- expect shit will happen in life, accept it but don’t dwell on it. There’s a fine line between chronic cynism/pesimism and rational/informed cynism.
- Example: learning useful self-defence techniques proactively is good. Being paranoid all the time, that you might get mugged and letting that limit your life is bad.
- know that things take time. Longer than you expect / would like. Realise, that nothing in life is worth really stressing about, is worth real sadness, madness or anger. Things don’t go your way – do something about it, or ignore it. Getting angry won’t make it happen. Deal with obstacles sensimly.
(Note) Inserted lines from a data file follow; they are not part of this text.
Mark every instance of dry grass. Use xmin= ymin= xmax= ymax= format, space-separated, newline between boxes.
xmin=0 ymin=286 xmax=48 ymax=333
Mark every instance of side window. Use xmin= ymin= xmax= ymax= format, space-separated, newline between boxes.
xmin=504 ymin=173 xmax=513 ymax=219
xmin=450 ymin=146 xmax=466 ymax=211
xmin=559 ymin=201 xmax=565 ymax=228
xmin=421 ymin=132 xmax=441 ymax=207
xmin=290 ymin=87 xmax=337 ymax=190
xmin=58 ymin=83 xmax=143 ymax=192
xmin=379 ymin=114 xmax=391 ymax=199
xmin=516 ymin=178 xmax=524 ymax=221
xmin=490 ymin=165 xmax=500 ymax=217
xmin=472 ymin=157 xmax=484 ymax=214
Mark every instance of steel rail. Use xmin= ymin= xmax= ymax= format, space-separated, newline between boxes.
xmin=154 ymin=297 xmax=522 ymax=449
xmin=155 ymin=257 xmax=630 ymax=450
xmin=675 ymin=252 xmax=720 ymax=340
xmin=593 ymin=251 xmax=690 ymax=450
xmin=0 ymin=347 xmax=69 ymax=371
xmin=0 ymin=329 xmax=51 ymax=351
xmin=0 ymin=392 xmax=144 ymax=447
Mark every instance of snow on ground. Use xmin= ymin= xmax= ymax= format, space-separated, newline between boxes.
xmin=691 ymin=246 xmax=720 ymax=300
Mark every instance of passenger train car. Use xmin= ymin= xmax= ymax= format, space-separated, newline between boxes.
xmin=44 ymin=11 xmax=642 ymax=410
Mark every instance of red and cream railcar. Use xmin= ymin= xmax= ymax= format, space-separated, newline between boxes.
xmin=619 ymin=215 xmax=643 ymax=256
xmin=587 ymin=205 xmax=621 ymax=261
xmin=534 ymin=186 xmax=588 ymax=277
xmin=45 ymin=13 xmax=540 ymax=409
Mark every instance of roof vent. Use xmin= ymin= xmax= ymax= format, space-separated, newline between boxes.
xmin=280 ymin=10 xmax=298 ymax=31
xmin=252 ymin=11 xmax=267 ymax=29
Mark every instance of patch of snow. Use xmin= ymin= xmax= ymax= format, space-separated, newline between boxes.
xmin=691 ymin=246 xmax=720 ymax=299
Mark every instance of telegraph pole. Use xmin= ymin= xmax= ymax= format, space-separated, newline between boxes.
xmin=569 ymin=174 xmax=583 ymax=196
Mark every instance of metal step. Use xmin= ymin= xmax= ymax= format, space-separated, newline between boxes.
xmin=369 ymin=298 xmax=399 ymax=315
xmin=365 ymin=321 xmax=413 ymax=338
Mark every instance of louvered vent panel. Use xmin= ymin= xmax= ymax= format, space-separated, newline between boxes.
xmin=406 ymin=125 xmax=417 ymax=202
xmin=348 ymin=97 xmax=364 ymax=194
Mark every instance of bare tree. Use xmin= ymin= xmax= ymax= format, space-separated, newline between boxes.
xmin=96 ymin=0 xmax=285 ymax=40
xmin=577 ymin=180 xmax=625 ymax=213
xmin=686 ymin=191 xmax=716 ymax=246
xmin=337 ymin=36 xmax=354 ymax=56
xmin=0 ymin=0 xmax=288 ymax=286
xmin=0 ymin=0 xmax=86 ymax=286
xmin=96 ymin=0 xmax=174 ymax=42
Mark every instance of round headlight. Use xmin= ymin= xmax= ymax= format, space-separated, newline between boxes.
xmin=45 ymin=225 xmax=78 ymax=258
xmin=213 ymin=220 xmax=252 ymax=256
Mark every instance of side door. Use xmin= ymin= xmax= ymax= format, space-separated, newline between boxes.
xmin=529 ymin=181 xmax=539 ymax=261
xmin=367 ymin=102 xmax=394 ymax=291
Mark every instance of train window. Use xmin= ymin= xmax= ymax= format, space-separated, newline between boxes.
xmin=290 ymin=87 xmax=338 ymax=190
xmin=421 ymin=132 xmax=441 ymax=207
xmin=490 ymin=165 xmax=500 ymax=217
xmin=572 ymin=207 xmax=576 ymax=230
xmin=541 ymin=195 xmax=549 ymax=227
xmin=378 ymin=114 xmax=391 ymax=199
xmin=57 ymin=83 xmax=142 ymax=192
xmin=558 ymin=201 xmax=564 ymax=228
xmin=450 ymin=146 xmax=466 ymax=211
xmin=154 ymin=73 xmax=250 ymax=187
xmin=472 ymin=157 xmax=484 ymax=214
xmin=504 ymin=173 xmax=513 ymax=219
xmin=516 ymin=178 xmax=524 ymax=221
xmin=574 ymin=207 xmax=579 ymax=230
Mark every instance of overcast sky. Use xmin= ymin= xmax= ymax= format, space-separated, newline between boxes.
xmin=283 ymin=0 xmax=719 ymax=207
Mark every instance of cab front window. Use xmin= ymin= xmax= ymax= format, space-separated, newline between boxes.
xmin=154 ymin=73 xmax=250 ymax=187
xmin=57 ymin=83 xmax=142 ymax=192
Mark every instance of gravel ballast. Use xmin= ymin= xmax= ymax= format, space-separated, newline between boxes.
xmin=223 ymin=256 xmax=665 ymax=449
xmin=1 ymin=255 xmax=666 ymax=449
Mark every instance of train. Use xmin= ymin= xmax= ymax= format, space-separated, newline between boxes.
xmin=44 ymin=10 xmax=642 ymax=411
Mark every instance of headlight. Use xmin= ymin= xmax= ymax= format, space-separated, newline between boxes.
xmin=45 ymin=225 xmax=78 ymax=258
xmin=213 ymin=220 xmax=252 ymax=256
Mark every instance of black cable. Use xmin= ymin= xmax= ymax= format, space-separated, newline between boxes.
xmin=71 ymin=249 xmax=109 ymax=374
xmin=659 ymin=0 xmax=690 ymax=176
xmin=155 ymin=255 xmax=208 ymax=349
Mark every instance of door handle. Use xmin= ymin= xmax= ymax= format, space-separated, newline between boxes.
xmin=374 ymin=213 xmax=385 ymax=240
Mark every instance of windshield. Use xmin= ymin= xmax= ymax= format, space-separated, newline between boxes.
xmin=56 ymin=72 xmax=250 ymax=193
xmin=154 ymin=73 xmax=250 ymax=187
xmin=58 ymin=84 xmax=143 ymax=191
- Example: getting angry at a post office, because they are understaffed. The clerks can’t change that and their bosses don’t hear you. Pointless.
- relationships, people, animals are important, but they can also come and go. Don’t take them for granted, but dont despair if they go – don’t put your life on hold because someone/something is gone from your life. Balance is key.
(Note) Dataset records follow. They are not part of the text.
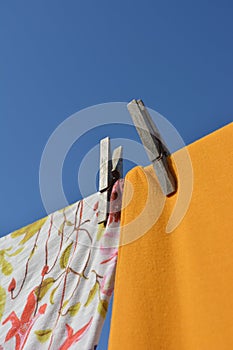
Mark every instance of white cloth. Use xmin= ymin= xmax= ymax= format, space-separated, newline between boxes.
xmin=0 ymin=180 xmax=123 ymax=350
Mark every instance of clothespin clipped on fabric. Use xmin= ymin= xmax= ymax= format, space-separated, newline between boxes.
xmin=98 ymin=137 xmax=123 ymax=224
xmin=127 ymin=99 xmax=176 ymax=196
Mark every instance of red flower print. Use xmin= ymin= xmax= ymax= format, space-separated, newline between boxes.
xmin=107 ymin=179 xmax=124 ymax=225
xmin=41 ymin=265 xmax=49 ymax=276
xmin=100 ymin=274 xmax=115 ymax=297
xmin=93 ymin=201 xmax=98 ymax=212
xmin=8 ymin=278 xmax=16 ymax=292
xmin=100 ymin=247 xmax=118 ymax=266
xmin=93 ymin=201 xmax=99 ymax=217
xmin=2 ymin=290 xmax=47 ymax=350
xmin=59 ymin=317 xmax=93 ymax=350
xmin=107 ymin=210 xmax=121 ymax=225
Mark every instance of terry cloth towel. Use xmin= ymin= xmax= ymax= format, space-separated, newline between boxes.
xmin=0 ymin=179 xmax=124 ymax=350
xmin=108 ymin=123 xmax=233 ymax=350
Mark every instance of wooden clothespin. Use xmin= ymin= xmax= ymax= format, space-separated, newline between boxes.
xmin=98 ymin=137 xmax=123 ymax=224
xmin=127 ymin=99 xmax=176 ymax=196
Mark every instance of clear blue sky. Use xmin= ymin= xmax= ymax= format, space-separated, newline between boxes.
xmin=0 ymin=1 xmax=232 ymax=349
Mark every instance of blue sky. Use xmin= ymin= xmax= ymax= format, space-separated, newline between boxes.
xmin=0 ymin=1 xmax=232 ymax=349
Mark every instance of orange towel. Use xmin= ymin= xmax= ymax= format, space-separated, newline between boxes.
xmin=108 ymin=123 xmax=233 ymax=350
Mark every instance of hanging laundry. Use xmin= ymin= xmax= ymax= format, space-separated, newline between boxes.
xmin=108 ymin=123 xmax=233 ymax=350
xmin=0 ymin=179 xmax=124 ymax=350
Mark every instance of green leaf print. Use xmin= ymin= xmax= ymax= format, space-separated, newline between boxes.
xmin=11 ymin=217 xmax=47 ymax=245
xmin=0 ymin=250 xmax=13 ymax=276
xmin=84 ymin=282 xmax=99 ymax=307
xmin=34 ymin=329 xmax=52 ymax=343
xmin=0 ymin=286 xmax=6 ymax=321
xmin=67 ymin=302 xmax=81 ymax=316
xmin=97 ymin=299 xmax=108 ymax=318
xmin=60 ymin=242 xmax=73 ymax=269
xmin=35 ymin=278 xmax=55 ymax=301
xmin=49 ymin=285 xmax=59 ymax=304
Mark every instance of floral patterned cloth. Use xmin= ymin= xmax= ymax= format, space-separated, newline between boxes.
xmin=0 ymin=179 xmax=124 ymax=350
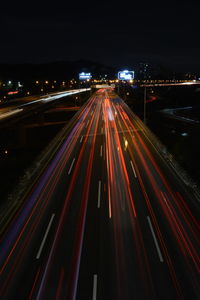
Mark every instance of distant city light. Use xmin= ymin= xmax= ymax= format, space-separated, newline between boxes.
xmin=79 ymin=72 xmax=92 ymax=80
xmin=181 ymin=132 xmax=188 ymax=137
xmin=118 ymin=70 xmax=134 ymax=80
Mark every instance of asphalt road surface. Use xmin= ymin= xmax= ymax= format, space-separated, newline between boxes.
xmin=0 ymin=89 xmax=199 ymax=299
xmin=0 ymin=89 xmax=90 ymax=122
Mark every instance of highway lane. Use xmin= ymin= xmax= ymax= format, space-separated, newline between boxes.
xmin=76 ymin=92 xmax=199 ymax=299
xmin=0 ymin=89 xmax=199 ymax=299
xmin=0 ymin=93 xmax=97 ymax=298
xmin=0 ymin=89 xmax=90 ymax=122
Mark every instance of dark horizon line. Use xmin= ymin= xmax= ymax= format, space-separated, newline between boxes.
xmin=0 ymin=59 xmax=199 ymax=74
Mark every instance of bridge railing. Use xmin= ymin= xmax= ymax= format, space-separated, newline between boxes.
xmin=129 ymin=107 xmax=200 ymax=201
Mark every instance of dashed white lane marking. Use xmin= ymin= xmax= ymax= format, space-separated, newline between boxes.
xmin=100 ymin=145 xmax=103 ymax=157
xmin=80 ymin=136 xmax=83 ymax=143
xmin=36 ymin=214 xmax=55 ymax=259
xmin=92 ymin=274 xmax=98 ymax=300
xmin=130 ymin=160 xmax=137 ymax=178
xmin=68 ymin=158 xmax=75 ymax=175
xmin=98 ymin=181 xmax=101 ymax=208
xmin=147 ymin=216 xmax=164 ymax=262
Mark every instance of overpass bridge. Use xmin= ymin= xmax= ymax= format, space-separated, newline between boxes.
xmin=0 ymin=88 xmax=91 ymax=127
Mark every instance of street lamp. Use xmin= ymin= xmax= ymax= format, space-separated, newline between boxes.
xmin=144 ymin=87 xmax=147 ymax=124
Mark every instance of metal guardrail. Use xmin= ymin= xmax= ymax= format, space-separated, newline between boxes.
xmin=131 ymin=109 xmax=200 ymax=202
xmin=140 ymin=82 xmax=200 ymax=87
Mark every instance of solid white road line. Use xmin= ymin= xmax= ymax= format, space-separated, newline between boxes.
xmin=147 ymin=216 xmax=164 ymax=262
xmin=36 ymin=214 xmax=55 ymax=259
xmin=68 ymin=158 xmax=75 ymax=175
xmin=130 ymin=161 xmax=137 ymax=178
xmin=100 ymin=145 xmax=103 ymax=157
xmin=80 ymin=136 xmax=83 ymax=143
xmin=92 ymin=274 xmax=98 ymax=300
xmin=98 ymin=181 xmax=101 ymax=208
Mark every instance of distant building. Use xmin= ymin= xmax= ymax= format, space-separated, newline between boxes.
xmin=184 ymin=72 xmax=196 ymax=80
xmin=137 ymin=63 xmax=152 ymax=80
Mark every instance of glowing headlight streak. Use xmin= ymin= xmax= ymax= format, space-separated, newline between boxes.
xmin=116 ymin=102 xmax=200 ymax=277
xmin=108 ymin=108 xmax=114 ymax=121
xmin=0 ymin=95 xmax=96 ymax=279
xmin=19 ymin=89 xmax=91 ymax=107
xmin=103 ymin=95 xmax=137 ymax=219
xmin=35 ymin=97 xmax=99 ymax=300
xmin=115 ymin=106 xmax=184 ymax=297
xmin=124 ymin=139 xmax=128 ymax=150
xmin=0 ymin=109 xmax=23 ymax=120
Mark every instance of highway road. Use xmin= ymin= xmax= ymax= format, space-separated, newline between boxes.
xmin=0 ymin=89 xmax=199 ymax=299
xmin=0 ymin=89 xmax=90 ymax=122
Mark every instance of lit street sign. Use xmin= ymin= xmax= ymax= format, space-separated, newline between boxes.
xmin=79 ymin=72 xmax=92 ymax=80
xmin=118 ymin=70 xmax=134 ymax=80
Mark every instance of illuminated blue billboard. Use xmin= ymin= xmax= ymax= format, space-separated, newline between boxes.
xmin=118 ymin=70 xmax=134 ymax=80
xmin=79 ymin=72 xmax=92 ymax=80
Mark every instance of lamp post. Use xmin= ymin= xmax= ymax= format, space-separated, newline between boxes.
xmin=144 ymin=86 xmax=146 ymax=124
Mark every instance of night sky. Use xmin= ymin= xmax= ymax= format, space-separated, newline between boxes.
xmin=1 ymin=1 xmax=200 ymax=71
- Example: it’s ok to be sad after a break-up, but don’t do it for too long – start living, enjoying the opportunities that are in front of you, don’t dwell on what’s behind you. It won’t come back.
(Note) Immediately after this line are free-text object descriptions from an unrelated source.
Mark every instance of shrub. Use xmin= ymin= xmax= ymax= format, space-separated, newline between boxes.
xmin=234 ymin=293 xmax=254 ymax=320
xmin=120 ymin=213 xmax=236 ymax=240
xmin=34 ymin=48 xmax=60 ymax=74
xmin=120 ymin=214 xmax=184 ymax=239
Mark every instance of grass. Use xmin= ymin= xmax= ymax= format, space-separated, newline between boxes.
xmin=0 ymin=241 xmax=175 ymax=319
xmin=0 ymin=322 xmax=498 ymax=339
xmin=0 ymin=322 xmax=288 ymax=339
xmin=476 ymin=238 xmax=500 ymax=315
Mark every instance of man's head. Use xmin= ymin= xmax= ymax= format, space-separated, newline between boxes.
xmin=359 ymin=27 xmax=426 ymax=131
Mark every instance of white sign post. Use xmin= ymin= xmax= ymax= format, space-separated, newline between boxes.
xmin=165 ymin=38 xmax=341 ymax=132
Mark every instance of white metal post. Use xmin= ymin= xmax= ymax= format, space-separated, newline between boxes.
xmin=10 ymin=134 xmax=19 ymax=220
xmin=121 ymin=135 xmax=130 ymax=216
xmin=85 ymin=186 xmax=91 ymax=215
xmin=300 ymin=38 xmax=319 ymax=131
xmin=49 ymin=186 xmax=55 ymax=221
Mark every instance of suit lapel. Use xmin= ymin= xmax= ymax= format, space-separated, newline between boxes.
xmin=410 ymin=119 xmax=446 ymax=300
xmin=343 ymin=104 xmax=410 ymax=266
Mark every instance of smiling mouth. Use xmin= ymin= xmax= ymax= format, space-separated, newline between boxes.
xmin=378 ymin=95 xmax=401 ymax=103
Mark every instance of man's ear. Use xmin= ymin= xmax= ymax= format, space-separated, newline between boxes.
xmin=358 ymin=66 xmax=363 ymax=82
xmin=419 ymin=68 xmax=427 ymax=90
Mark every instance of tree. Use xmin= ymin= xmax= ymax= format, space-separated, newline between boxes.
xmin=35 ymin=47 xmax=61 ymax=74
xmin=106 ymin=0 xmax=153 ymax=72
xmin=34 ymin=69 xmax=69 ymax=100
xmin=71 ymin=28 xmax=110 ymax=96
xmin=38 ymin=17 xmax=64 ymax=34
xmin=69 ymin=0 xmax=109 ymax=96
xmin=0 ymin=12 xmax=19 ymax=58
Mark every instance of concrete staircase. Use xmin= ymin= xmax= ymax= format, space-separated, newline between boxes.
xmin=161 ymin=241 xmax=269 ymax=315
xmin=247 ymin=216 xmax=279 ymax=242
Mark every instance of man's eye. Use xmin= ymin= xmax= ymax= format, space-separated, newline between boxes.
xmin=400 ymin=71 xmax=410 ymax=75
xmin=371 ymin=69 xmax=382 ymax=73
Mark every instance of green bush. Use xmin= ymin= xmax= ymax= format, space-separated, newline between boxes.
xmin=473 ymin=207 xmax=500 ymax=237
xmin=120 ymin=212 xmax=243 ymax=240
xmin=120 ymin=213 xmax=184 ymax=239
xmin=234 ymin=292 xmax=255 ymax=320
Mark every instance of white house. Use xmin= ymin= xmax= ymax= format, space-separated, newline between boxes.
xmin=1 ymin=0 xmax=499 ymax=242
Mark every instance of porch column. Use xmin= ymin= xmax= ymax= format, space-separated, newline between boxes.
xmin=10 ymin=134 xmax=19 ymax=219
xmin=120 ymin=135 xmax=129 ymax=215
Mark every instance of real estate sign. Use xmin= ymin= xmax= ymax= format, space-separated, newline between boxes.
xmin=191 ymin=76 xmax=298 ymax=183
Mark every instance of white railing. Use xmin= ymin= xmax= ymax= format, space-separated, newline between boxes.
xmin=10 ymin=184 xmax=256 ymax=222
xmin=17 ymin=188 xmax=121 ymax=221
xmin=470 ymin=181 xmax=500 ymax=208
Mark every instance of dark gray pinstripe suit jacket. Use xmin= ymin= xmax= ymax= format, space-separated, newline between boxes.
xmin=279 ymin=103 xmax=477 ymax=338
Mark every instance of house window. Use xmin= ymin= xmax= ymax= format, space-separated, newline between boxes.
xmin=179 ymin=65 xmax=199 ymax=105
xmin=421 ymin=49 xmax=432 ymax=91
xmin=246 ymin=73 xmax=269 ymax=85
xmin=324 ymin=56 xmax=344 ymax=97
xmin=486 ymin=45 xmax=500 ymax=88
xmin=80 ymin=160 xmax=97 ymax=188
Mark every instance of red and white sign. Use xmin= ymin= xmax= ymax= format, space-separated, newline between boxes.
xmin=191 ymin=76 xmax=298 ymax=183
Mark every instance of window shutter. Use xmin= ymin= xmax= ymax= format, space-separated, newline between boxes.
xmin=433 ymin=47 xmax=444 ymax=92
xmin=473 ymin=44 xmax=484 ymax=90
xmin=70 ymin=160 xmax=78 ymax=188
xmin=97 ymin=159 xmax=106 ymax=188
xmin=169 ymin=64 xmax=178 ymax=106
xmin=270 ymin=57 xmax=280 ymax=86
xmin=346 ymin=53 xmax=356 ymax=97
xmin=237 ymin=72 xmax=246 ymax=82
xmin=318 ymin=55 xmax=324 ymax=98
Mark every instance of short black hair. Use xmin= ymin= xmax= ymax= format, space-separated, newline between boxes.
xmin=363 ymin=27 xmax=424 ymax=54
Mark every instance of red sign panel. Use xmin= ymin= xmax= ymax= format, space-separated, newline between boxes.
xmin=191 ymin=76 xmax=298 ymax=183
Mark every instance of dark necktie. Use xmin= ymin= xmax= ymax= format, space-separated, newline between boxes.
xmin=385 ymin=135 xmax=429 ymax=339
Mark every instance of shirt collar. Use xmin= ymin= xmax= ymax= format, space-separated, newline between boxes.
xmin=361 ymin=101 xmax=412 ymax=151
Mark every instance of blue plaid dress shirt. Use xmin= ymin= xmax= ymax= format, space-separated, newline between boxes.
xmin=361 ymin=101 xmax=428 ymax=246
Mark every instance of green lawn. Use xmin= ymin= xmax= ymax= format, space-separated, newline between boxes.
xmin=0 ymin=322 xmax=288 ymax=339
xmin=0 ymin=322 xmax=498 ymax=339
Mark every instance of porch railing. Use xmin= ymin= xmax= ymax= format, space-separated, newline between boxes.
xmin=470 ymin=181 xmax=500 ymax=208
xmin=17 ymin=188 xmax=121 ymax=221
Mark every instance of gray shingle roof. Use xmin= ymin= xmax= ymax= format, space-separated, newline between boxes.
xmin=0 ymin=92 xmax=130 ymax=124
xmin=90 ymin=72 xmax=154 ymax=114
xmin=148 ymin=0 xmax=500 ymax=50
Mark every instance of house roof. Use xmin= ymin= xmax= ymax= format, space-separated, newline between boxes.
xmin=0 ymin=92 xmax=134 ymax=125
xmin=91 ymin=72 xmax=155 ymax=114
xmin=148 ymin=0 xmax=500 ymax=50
- shit does happen. Injury, death, dissapointments – don’t fret about it.
- Example: your car got scratched? Oh well, does it still drive? There you go.
- good shit happens too – don’t fret about it too much either – be like a thermostat, keep a levelled attitude, good or bad comes. Enjoy the good moment, but don’t get used to it. Again – life is a balance of the good and bad.
- Example: doing well at work? Your business is growing? Great. But don’t raise your life expectations and needs because of it, one day it might change.
- people see things differently, don’t struggle too much to make them see as you do. Give them the info, and then time, not pressure
- Example: are you fighting for a cause? Don’t guilt-trip people or pressure them. That’s just giving them more reasons not to listen to you. Lead by example, answer their questions and let them find their own way.
- the world moves with our without you. Technology, politics, laws, nature will do their thing whether you get involved or not. You might try to sway their direction a bit, but don’t expect more.
- Example: your success or failure, your happiness or sadness, whether you sell millions of your services or nothing – is irrelevant to the world around you (barring a few friends and family perhaps). And that’s ok, they have their own stuff to worry about. If your friends don’t support you to the extent you would expect – it’s ok. They probably think the same about you. We all have our own stuff to worry about first.
- social change is slow. Stay sane, don’t expect to improve the world in a few years. Do your best, then let it take its course
- Example: Fighting for a cause? Focus on whether you are doing what’s within your means to further the cause, don’t think you can change the world in your lifetime. Do your best, plant seeds around you and let them grow.
- always take time to rest, to focus on yourself. Allow yourself to be selfish, recharge your batteries, without limiting anyone elses life.
- Example: Various friends always asking you to do stuff? Don’t feel bad for turning them down from time to time (say no) or turning your phone off. It’s ok – you need to be happy yourself first, to be able to help them. No point in accepting to help them just to be miserable around them.
- most people are ignorant of their biases, easily influenced, but very sure they are very independent and rational at the same time. Know this and don’t stress if people don’t behave like you think they should.
- Example: Listen to people, have role models, learn from them – but always remember that they might be wrong too. You might be wrong too. Be sceptical about your scepticism. No one is perfect, we all make mistakes. If someone has 25 million followers, maybe they have something good to share. But they are still human and might have bad days, make mistakes or be wrong.
- “leaving a legacy” is overrated – you don’t have to leave anything behind you, just enjoy the ride. You can, of course, choose to leave a legacy, the point is that if you don’t, nothing, absolutely nothing is going to be different once you die. Much better than a legacy is being there for your close ones, making something good – today.
- Example: Don’t be one of those people that alienate everyone around them because of some legacy they imagine in the future. Even if you leave a legacy – you won’t be here to enjoy the fame and as you have alienated your close ones, they won’t care either.
- Don’t worry too much about having some bad habits – not being perfect all the time. It’s ok to occasionally sway off the path. It will remind you why you are on the path and it will give you a chance to practice willpower and self-control. Don’t go off injecting heroin of course – it’s perfectly sane to stay away from anything too dangerous, but don’t worry too much if you sometimes miss a step and eat that croissant. Nature too isn’t without its mishaps or mistakes that take it off-balance for a while, but it always returns to its equilibrium.
- Example: It’s easier to stick to a healthy lifestyle if you allow yourself some breaks from that too. Don’t burn out. Allow yourself to be lazy *sometimes*, to eat bad food *sometimes*, to be unproductive *sometimes*. Sometimes is the essential word here. Be clever about it.